If the show isn’t that exciting, the audio is considerably more so, especially as far as 2.0 television soundtracks go. The score sounds simply terrific, and there are plenty of very solid environmental effects (such as all sorts of miscellaneous office noise in the FBI headquarters scenes). The dialogue is clear and undistorted. All in all, this is a very solid example of its type, but it is somewhat let down, as seen below, by the picture.

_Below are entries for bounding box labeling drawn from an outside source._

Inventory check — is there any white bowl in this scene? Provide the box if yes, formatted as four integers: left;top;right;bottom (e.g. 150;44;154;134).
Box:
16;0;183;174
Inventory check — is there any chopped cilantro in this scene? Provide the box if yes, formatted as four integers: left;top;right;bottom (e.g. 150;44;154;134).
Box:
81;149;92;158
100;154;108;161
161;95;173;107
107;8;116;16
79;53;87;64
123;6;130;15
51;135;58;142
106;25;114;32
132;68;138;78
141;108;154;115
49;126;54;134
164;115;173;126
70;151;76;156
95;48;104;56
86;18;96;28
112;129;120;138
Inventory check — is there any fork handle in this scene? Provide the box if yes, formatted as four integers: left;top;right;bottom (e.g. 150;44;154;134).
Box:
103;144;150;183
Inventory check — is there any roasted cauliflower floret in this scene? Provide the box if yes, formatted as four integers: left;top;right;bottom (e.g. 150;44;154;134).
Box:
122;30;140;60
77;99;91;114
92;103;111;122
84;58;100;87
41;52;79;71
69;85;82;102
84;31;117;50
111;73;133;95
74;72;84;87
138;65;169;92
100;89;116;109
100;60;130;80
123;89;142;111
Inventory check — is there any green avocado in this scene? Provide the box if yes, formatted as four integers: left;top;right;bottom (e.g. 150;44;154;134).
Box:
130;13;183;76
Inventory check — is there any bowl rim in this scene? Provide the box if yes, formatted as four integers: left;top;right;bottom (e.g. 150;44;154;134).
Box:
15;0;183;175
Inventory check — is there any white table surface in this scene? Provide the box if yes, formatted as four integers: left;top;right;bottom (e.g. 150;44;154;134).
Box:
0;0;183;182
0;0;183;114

The picture makes the series look rather older than 2004 (and that, my friends, is not old at all). The grain is present, but minor, and there is no visible edge enhancement, which is all to the good. But the image is rather soft, and the colours are a real problem, varying in quality quite wildly. Some scenes are noticeably pale, with flesh tones so washed out the entire cast seems to be suffering from a bad case of the flu.
None, barring a few trailers. The menu’s main screen, intro and transitions are animated and scored.
Distinctly pedestrian stuff, at every level: show, transfer and extras.